Well, the beginning of yet another cycle has come.
Month 11. We are solidly into month 11 of trying to have a baby.
And let me tell you, it's rough. Emotionally and physically.

I once again visited my RE for another ultrasound to check my ovaries, still looking good. We also hashed out a new plan, though of course it is God who will be carrying out His plan in His time no matter what the we and the RE discuss or do.

This try we are upping my dosage of Clomid to hope for a "stronger" ovulation. I will also be starting progesterone supplements after ovulation. Fun times!

But less about that and more about the funny e-cards.
One of the many things I like to do to help myself through the pain of another negative pregnancy test and the start of a new cycle is look up infertility e-cards on Pinterest. Let me tell you, they are hilarious and very true.

Here are some of the best:


Truth. I can't tell you how many times I've broken down after seeing yet another ultrasound picture on social media. Especially when it is a couple that has not been trying as long as us, or hasn't really been trying at all, "it just happened". Ugh.
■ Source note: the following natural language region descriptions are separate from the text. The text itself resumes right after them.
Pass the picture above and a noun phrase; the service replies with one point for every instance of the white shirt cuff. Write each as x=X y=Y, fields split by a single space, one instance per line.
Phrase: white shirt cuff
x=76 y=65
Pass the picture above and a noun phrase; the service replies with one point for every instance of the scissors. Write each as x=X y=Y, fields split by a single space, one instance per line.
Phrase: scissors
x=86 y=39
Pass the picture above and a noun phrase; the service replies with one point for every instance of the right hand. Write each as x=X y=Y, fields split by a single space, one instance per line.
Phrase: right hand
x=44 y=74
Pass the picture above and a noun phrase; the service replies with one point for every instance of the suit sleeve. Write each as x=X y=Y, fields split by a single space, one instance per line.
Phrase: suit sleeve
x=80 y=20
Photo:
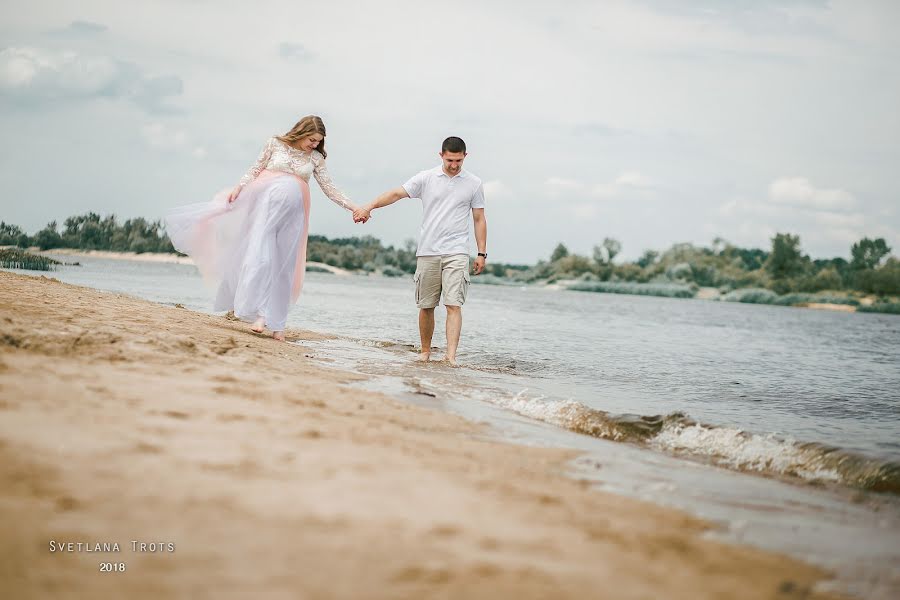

This one just makes me laugh, mostly because it's so true I want to make sure I don't start crying.


Every. Single. Cycle.


My puppy is AWESOME!! And everyone does keep popping out babies...


Word.


 All the stupid comments are killer. Especially when people try to give pointers--do you really think we haven't tried that?!


Oh the complaining. I'm not saying pregnancy is easy, not that I know first-hand, but I am saying that you at least need to remember that you are carrying a precious life inside you, which is something that women like me would give a limb to do.


Yep.


RELAXING DOES NOT MAKE BABIES!!!!


Stop asking that question. Just don't. Not to anyone. It's not your business to know if or when a couple starts trying to have a baby. Their journey might be a difficult one and you are definitely not making it any easier.


Oh the symptom spotting. I've never wanted sore boobs more.


Haha. Yeah, it's the fun part. Or the part that makes you so emotional every month that you seriously consider that you have a mental illness.


No you don't. You just don't. And you telling me about your cousin, coworker, or brothers sister-in-law who had trouble getting pregnant is not going to help me. If I've told you about our struggles its because I want you to be sad with me. To pray with me. And to let me hold your baby every once in a while.